FBI agents from Boston are in London conferring with Scotland Yard inspectors on suspicions that fugitive murderer ****** Bulger may have left Sicily for Britain after a suspected sighting in Italy last April.
"We can confirm that, following a request from the U.S. authorities, an officer from the Metropolitan Police Service Extradition and International Liaison Unit met with the FBI yesterday and at the meeting James Bulger was discussed," a Scotland Yard spokesman told the Times of London. "The MPS is not providing any active assistance to the U.S. investigation."
The Southie gangster, wanted for up to 21 murders, has been on the run since he was tipped off by corrupt ex-FBI agent John Connolly - now doing time for the crime - and fled in 1995.
Press reports did not indicate whether agents have specific evidence to suggest Bulger, 78, has gone to Britain. However, he is known to have salted away money in safe deposit boxes there and in Ireland, and the last confirmed sighting of him was in Piccadilly Circus in 2002. British newspapers, citing the FBI, are warning their readers that Bulger, while charming and capable of winning people over, "has a violent temper" is believed to carry a knife.

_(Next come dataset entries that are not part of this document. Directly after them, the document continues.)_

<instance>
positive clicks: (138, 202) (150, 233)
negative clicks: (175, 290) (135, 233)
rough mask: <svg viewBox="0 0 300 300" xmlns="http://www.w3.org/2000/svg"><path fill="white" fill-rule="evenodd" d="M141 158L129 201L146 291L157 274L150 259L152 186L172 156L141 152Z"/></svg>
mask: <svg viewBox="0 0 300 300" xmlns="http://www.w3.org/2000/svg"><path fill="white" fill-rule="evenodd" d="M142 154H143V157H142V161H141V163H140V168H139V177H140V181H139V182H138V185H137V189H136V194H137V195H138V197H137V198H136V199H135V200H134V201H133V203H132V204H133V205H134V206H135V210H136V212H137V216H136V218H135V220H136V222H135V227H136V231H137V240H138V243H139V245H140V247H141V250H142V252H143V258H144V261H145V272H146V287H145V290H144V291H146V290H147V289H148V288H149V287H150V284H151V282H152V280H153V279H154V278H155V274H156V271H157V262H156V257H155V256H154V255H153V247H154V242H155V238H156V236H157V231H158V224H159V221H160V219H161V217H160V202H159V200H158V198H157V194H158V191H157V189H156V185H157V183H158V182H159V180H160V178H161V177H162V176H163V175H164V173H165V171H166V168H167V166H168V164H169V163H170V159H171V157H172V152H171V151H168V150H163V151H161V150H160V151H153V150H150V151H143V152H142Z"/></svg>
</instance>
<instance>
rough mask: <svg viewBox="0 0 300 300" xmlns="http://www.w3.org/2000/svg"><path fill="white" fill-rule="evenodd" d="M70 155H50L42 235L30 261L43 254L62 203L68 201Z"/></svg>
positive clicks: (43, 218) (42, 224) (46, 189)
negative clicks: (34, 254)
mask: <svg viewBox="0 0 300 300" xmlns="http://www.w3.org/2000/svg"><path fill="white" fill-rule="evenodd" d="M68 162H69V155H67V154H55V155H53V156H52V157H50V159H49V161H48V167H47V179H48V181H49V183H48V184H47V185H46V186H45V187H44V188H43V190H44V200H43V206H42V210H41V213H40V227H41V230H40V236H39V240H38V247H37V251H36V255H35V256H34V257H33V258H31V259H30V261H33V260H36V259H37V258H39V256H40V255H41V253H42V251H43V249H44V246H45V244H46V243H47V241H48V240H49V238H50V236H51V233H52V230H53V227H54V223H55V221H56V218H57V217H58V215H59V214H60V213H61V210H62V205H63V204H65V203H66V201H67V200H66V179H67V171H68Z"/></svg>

http://bostonherald.com/news/regional/general/view.bg?articleid=1040345


----------



## HousingCop (May 14, 2004)

*It's funny every 2+ years to see the new eFBeeI SAC's say that their first & foremost thought is to catch ****** and bring him to justice.*
*I thought the USMS was the leader within the US federal system for finding fugitives worldwide. It's not like they haven't been doing it for 200+ years either. How about the FBI get them involved? Doubtful, since they DONT WANT ****** CAUGHT. Just my .02 cents. *


----------